The New York Times refused publication of this letter dated March 4, 2015
Re your article ‘A new look at Tiananmen protests’ (NYT February 25) concerning publication of Mr Xu Yong’s photos of the protests, I wonder if you realise there were two very different Tiananmen protests. One by students lasted six weeks in Beijing’s Tiananmen Square and was dispersed almost without casualties on the night of June 4, 1989. The other came much earlier that evening as troops tried to enter Beijing to disperse the students. After being viciously attacked and fire-bombed by anti-regime crowds, some of the soldiers began wild revenge shooting at civilians and students in the streets leading to the Square.
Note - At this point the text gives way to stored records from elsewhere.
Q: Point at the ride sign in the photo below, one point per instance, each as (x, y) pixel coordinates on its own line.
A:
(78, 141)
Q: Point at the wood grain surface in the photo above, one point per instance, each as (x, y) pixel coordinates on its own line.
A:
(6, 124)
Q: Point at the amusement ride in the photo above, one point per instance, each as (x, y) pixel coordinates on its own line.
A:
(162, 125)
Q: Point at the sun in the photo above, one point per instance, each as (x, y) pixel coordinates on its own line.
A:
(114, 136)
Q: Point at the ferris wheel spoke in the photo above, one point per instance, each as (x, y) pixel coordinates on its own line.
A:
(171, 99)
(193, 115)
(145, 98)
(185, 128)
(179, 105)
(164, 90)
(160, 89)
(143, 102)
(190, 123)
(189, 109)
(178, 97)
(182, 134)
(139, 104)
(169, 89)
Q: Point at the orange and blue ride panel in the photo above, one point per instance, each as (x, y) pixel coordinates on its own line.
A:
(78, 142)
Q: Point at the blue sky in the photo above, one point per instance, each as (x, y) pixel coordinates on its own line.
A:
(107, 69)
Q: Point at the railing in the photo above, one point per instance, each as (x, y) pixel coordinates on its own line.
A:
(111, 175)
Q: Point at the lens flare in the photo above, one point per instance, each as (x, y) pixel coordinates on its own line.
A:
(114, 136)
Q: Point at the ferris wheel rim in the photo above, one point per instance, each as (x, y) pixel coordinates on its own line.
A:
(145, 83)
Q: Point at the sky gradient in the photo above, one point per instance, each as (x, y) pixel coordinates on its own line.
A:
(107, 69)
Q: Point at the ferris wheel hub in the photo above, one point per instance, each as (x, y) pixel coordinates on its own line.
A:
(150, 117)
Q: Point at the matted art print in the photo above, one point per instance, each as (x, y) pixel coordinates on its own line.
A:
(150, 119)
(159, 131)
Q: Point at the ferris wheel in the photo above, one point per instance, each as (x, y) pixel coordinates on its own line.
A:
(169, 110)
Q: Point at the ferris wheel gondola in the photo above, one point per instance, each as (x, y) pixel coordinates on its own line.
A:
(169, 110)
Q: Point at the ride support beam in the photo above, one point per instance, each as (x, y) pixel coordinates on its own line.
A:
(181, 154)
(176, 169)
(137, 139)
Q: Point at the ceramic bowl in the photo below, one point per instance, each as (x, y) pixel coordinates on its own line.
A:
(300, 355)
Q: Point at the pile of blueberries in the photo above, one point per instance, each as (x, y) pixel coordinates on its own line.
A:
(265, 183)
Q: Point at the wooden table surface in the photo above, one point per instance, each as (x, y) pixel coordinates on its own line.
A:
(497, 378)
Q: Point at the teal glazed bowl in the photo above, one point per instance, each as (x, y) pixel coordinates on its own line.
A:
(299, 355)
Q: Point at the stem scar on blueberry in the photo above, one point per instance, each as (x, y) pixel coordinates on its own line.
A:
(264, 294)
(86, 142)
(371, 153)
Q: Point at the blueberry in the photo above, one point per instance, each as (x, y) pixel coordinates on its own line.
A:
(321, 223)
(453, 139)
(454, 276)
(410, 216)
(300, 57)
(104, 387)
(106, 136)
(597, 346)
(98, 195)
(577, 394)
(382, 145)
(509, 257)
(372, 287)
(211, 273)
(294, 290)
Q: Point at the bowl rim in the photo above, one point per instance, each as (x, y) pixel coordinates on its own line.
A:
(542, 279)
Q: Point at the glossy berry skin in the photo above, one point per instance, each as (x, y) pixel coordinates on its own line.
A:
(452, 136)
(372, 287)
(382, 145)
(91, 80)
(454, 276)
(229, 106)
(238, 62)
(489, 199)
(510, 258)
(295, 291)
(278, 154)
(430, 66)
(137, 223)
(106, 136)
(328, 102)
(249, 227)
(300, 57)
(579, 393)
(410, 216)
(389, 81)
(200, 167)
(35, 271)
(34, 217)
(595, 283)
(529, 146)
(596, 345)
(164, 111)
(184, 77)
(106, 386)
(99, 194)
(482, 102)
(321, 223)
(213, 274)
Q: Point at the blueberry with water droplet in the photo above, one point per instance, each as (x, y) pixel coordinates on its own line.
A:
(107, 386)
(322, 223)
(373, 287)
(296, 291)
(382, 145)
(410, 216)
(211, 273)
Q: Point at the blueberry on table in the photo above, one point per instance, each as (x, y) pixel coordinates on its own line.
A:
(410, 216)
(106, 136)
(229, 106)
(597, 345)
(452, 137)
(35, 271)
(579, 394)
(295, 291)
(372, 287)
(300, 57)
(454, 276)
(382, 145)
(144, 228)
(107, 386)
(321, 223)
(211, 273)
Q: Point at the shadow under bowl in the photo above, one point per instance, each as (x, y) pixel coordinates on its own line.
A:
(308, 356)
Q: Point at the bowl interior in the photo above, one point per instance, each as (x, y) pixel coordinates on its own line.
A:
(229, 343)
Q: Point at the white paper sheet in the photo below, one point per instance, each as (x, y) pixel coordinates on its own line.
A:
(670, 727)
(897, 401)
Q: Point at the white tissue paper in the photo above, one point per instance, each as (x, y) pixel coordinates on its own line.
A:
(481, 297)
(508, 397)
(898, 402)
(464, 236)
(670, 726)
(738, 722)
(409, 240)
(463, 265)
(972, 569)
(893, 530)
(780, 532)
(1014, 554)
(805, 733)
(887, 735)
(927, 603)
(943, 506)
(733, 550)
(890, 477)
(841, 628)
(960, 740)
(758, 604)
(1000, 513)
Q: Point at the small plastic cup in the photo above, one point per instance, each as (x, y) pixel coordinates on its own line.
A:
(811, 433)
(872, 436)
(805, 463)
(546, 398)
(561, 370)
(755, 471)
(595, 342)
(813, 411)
Unfortunately we rarely get to see the photos of what caused that wild shooting – of the badly burned soldiers and charred corpses strung up under overpasses, one of which was self-censored by the Reuters news agency. Ironically the AP photographer, Jeff Widener, who captured the iconic ‘tank man’ photo which has come to symbolise alleged student bravery in the face of Beijing’s brute force has since explained that photo was taken the day after the Tiananmen events, that the tanks were moving out of Beijing, and the man was holding shopping bags.
We also never get to see or read Widener’s account of the previous evening when he was attacked by crowds that were killing solders trying to escape from burning troop carriers. An Australian embassy report I have seen spoke of crowds tearing out genitals of dead soldiers.
In his Columbia Journalism Review article ‘The Myth of Tiananmen and the Price of a Passive Press’ Jay Williams, a journalist who was in Beijing that fateful night, notes that the ‘myth’ of troops with machine guns storming into the Square owed much to an anonymous article a week later in a Hongkong newspaper and heavily publicised by world media, including the New York Times.